Hey guys, it's been awhile, but I used Outcast in the past for an FFL transfer and I know they had firearms for sale at that time. Does anyone happen to know if they still do that, and also if they are able to order firearms? I'm out in Afghanistan, and I'm looking to have a new bolt gun waiting on me when I get home. I wanted to check their price on the rifle I want for a new build. I tried going to their website to get an email, but it says it's down. Calling is also not an option for me out here. Anyone have any info?


----------



## submariner (Oct 2, 2007)

they gave up on fire armes


----------



## 11101110111 (Sep 21, 2011)

That's unfortunate to hear. They don't even handle FFL transfers anymore?


----------



## MikeG (Oct 5, 2007)

You would have to be there to do the paperwork for the transfer. Are you coming home from overseas?


----------



## Lil' Scout (Oct 1, 2007)

They still do FFL xfer. I just had something shipped to them. Give'm a call.


----------



## 11101110111 (Sep 21, 2011)

MikeG said:


> You would have to be there to do the paperwork for the transfer. Are you coming home from overseas?


Yep, I'll be home in a few days. I was planning to order something to have it ready for me when I get there. Wife, dogs, cheeseburger, range. In that order. :thumbsup:


----------



## 11101110111 (Sep 21, 2011)

Lil' Scout said:


> They still do FFL xfer. I just had something shipped to them. Give'm a call.


Unfortunately, I won't be able to call them from out here. I was trying to locate an email address for them. Anyone happen to have one?


----------



## Lil' Scout (Oct 1, 2007)

11101110111 said:


> Unfortunately, I won't be able to call them from out here. I was trying to locate an email address for them. Anyone happen to have one?

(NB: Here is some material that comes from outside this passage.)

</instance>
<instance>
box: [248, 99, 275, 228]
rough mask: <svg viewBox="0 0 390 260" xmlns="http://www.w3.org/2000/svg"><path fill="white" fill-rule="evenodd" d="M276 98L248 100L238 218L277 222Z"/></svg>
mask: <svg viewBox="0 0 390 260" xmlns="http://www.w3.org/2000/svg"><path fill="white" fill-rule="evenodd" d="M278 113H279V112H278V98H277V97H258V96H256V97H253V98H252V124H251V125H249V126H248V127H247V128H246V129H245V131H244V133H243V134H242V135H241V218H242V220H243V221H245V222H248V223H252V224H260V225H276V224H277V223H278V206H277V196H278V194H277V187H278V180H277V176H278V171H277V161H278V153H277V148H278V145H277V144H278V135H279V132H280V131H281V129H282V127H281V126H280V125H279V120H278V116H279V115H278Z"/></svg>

They're on this forum as Outcast. You can PM them.


----------



## 11101110111 (Sep 21, 2011)

Excellent, thanks for the info.


----------



## sj1 (Aug 18, 2011)

Not to distract from the subject, but thank you for your service, and enjoy your return home.


----------



## Spoolin Up (May 3, 2011)

sj1 said:


> Not to distract from the subject, but thank you for your service, and enjoy your return home.


+1 Come home safe


----------



## 20simmons sea skiff (Aug 20, 2010)

*guns*

gander mountain does transfers orders the whole ballof wax


----------



## bobinbusan (Feb 16, 2010)

Same as Big DADDY SAYS, +1 Come home safe :thumbsup:


----------